Paper: “The Turtles Project: Design and Implementation of Nested Virtualization” by M. Ben-Yehuda et al. (OSDI, 2010)

TL;DR

The Turtles Project demonstrates that hypervisors can efficiently run inside other hypervisors – even without architectural support for nesting on x86. By implementing multi-dimensional paging for MMU virtualization and multi-level device assignment for I/O virtualization within Linux/KVM, the project achieves nested virtualization performance within 6-8% of single-level virtualization for common workloads, opening the door to live hypervisor migration and new security paradigms.

Summary

Nested virtualization is a technique where a hypervisor runs multiple other hypervisors along with their associated virtual machines. This paper describes the Turtles Project at IBM, which is built as part of the Linux/KVM hypervisor and runs multiple unmodified hypervisors (including KVM and VMware) and operating systems (Windows and Linux) despite the lack of architectural support for nested virtualization in the x86 architecture. Using techniques for multi-dimensional paging (MMU virtualization) and multi-level device assignment (I/O virtualization), the project achieved performance within 6-8% of single-level (non-nested) virtualization for common workloads.
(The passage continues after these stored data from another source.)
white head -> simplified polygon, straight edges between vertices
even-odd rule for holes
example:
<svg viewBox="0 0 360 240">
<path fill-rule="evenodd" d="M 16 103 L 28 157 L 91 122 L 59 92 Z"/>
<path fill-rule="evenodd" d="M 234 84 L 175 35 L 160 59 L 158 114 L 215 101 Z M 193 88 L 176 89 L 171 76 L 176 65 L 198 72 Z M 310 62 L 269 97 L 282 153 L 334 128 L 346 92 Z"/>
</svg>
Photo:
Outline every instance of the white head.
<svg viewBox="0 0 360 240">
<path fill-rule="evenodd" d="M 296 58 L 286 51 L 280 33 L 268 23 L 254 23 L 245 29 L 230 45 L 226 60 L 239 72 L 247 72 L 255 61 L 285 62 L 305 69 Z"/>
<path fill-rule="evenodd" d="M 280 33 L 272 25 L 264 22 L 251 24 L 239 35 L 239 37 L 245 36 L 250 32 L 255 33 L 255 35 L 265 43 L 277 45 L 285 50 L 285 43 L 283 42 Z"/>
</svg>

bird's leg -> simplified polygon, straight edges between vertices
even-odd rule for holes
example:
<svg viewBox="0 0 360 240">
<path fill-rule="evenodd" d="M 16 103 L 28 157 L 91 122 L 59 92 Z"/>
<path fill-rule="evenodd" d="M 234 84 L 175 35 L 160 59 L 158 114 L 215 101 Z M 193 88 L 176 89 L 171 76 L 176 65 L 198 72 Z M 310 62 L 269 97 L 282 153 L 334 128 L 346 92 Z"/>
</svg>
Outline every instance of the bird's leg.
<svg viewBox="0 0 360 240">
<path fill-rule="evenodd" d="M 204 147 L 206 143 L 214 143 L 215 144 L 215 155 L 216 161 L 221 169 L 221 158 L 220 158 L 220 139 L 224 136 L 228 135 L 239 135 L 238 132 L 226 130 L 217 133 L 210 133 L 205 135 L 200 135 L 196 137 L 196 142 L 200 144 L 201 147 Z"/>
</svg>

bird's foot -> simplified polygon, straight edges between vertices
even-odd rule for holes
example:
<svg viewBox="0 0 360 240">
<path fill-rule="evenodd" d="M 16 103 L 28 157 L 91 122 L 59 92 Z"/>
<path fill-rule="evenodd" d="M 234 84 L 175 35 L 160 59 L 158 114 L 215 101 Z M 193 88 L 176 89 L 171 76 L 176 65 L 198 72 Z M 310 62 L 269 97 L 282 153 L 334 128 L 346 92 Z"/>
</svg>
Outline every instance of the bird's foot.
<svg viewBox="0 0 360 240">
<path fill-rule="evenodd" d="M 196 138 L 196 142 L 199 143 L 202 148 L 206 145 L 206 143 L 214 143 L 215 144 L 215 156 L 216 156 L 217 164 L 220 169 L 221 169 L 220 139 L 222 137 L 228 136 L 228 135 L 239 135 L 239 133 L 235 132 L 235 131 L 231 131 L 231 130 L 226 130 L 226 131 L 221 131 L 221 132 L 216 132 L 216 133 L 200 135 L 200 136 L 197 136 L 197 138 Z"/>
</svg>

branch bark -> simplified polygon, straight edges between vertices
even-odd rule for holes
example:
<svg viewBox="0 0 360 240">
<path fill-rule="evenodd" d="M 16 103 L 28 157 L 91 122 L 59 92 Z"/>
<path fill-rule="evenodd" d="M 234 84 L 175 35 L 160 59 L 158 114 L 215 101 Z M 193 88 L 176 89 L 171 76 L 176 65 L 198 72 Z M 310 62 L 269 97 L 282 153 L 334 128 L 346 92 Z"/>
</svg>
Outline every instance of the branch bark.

Nested VMs are important because they enable live migration of an entire hypervisor and its guest operating systems as a single entity – useful for load balancing or disaster recovery. They also enable new approaches to computer security, such as honeypots capable of running hypervisor-level rootkits. Additionally, nested virtualization facilitates testing, benchmarking, and debugging of hypervisors and virtualization setups. Nested virtualization is likely to become an increasingly important component of cloud computing.

Strengths

The techniques of multi-dimensional paging and multi-level device assignment are well-designed and effective at achieving strong performance for nested virtualization.
The evaluation is thorough, testing with both KVM and VMware as the L1 (guest) hypervisor, which demonstrates the system’s generality.
Placing the related work section at the beginning of the paper is unusual but effective. It helps the authors immediately establish that their proposed solution is distinct from prior approaches.

Weaknesses

The paper would have benefited from more detail on how nested virtualization enables hypervisor-level rootkit protection and hypervisor-level intrusion detection. These security use cases are mentioned but not explored.
The authors should have provided more explanation of how the IOMMU works, as it plays a critical role in the I/O virtualization story.
The paper does not discuss whether the nested VM technique generalizes to different ISAs, nor does it mention whether Xen can be used as an L1 hypervisor.

Discussion Questions

In the single-level architectural support model for nested virtualization, traps at any nesting level are handled by the L0 hypervisor. To forward a trap to the appropriate guest hypervisor, how does the data travel? If L0 receives a fault from a guest OS on L2, does it forward the trap through L1? If so, L1 would need to handle an event that does not concern it, which seems inefficient.
Could a malicious rootkit installed on an L1 hypervisor adversely affect the L0 (root) hypervisor? Is there a security concern with nesting where an upper level can compromise a lower level (e.g., a Blue Pill-style attack)?
Since x86 does not support nested virtualization in hardware, would it be feasible to use binary translation for the L1 hypervisor while keeping the L0 hypervisor hardware-assisted?
With each additional nesting level, the exit multiplication increases. What is the practical maximum depth of nesting before performance degrades unacceptably? Performance likely saturates after just a few levels.
How does the root hypervisor schedule guest hypervisors? Consider a scenario with 5 guest hypervisors running on a host hypervisor alongside 4 guest OSes, where each guest hypervisor runs 2 guest OSes of its own – that is 14 guest OSes in total. How is CPU time distributed? The resulting latency could lead to significant performance degradation.

This review was written as part of CMU’s 18-845: Internet Services course.